# Fundamentals

## 1) Planning

Practice the following concepts covered in the Module:

- Work with a brazillian variable income database (Stocks);

- Work with indicators of fundamental analysis of stocks (Price, Liquidity, P/E, DY);

- Work with two tools used in data science (Excel and Python);

- Perform exploratory analysis of variable income data;

- Exercise with some basic Python commands for data analysis and graphing.

## 2) Collecting the data

In [None]:
#@title 2.1) Read the downloaded CSV file
import pandas as pd

stocks = pd.read_csv("../data/raw/stocks.csv", sep=";")

## 3) Exploratory analysis

In [None]:
#@title 3.1) First values
stocks.head()

In [None]:
#@title 3.2) Last values
stocks.tail()

In [None]:
#@title 3.3) Rows and columns count
stocks.shape

In [None]:
#@title 3.4) Rows and columns count
stocks.columns

In [None]:
#@title 3.5.1) Columns types
stocks.dtypes

In [None]:
#@title 3.5.2) Convert columns to appropriate types
stocks.replace("\.", "", regex=True, inplace=True)
stocks.replace(",", ".", regex=True, inplace=True)

stocks = stocks.apply(pd.to_numeric, errors="ignore")
stocks = stocks.convert_dtypes()

stocks.dtypes

In [None]:
#@title 3.6) Statistical summary for numerical columns
stocks.describe()

In [None]:
#@title 3.7) Number of missing values in each column
stocks.isnull().sum()

In [None]:
#@title 3.8) Number of unique values
stocks.nunique()

In [None]:
#@title 3.9) How much memory each column uses in bytes
stocks.memory_usage()

In [None]:
#@title 3.10) Stocks with higher prices
stocks.nlargest(5, "PRECO")

## 4) Cleaning the data

In [None]:
#@title 4.1) Fill empty spaces with zero
stocks.fillna(0, inplace=True)

In [None]:
#@title 4.2) Drop rows outside price standard (above 1000 or equals to 0)
stocks.drop(stocks[(stocks.PRECO == 0) | (stocks.PRECO > 1000)].index, inplace=True)


## 5) Analysing the data

In [None]:
#@title 5.1) Asset with the highest price
print("Highest price: ")
print(stocks.nlargest(1, "PRECO")[["TICKER", "PRECO"]])

In [None]:
#@title 5.2) 10 highest and 10 Lowest price
print("10 Highest prices: ")
print(stocks.nlargest(10, "PRECO")[["TICKER", "PRECO"]])

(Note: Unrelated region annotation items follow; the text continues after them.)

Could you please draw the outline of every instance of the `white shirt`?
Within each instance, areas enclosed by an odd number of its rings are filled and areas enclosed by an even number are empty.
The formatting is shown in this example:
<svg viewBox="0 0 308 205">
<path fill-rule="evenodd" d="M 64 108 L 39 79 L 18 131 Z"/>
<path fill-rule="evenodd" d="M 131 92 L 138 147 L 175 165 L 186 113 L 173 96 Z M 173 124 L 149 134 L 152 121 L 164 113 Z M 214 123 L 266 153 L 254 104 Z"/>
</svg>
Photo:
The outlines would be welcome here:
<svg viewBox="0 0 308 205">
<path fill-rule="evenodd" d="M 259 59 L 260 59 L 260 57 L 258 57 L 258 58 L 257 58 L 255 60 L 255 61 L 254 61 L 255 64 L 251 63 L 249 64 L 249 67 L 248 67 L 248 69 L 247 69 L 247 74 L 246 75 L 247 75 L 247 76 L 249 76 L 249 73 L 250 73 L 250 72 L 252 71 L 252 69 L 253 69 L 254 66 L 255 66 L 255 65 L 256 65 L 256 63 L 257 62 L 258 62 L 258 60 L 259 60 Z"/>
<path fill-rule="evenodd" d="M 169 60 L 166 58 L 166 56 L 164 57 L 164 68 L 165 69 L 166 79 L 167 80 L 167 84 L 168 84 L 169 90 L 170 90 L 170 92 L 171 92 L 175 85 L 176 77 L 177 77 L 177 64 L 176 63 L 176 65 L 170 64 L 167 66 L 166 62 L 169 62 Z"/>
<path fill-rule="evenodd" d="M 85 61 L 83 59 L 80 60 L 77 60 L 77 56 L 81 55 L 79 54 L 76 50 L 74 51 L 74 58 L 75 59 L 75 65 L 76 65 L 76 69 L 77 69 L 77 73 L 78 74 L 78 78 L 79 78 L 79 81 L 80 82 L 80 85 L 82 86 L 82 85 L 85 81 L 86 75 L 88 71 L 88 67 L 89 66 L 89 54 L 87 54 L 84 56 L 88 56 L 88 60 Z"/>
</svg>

print("\n\n10 Lowest prices: ")
print(stocks.nsmallest(10, "PRECO")[["TICKER", "PRECO"]])

In [None]:
#@title 5.3) Sum and average of the Average Daily Liquidity
print(f"Liquidity sum: {round(stocks[' LIQUIDEZ MEDIA DIARIA'].sum() / 1000000, 2)}M")
print(f"Liquidity average: {round(stocks[' LIQUIDEZ MEDIA DIARIA'].mean() / 1000000, 2)}M")

In [None]:
#@title 5.4) Names of assets with P/E greater than 0;
stocks[stocks["P/L"] > 0][["TICKER", "P/L"]]

In [None]:
#@title 5.4) Assets with DY above 0;
stocks[stocks["DY"] > 0][["TICKER", "DY"]].sort_values(by=["DY"], ascending=False)

In [None]:
#@title 5.5) List the PN preferred shares (code 4)
stocks[stocks["TICKER"].str.endswith("4")]

## 6) Sharing results

In [None]:
#title 6.1) Plot 10 stocks with the highest Average Daily Liquidity
import matplotlib.pyplot as plt

highest_averages = stocks.nlargest(10, " LIQUIDEZ MEDIA DIARIA")

# Create a column chart
plt.bar(
    highest_averages["TICKER"], 
    highest_averages[" LIQUIDEZ MEDIA DIARIA"] / 1000000
)

# Set chart title and labels
plt.title("10 Stocks with the highest Average Daily Liquidity")
plt.ylabel("Average daily liquity (Millions R$)")
plt.xlabel("Stocks")

# Plot chart
plt.plot()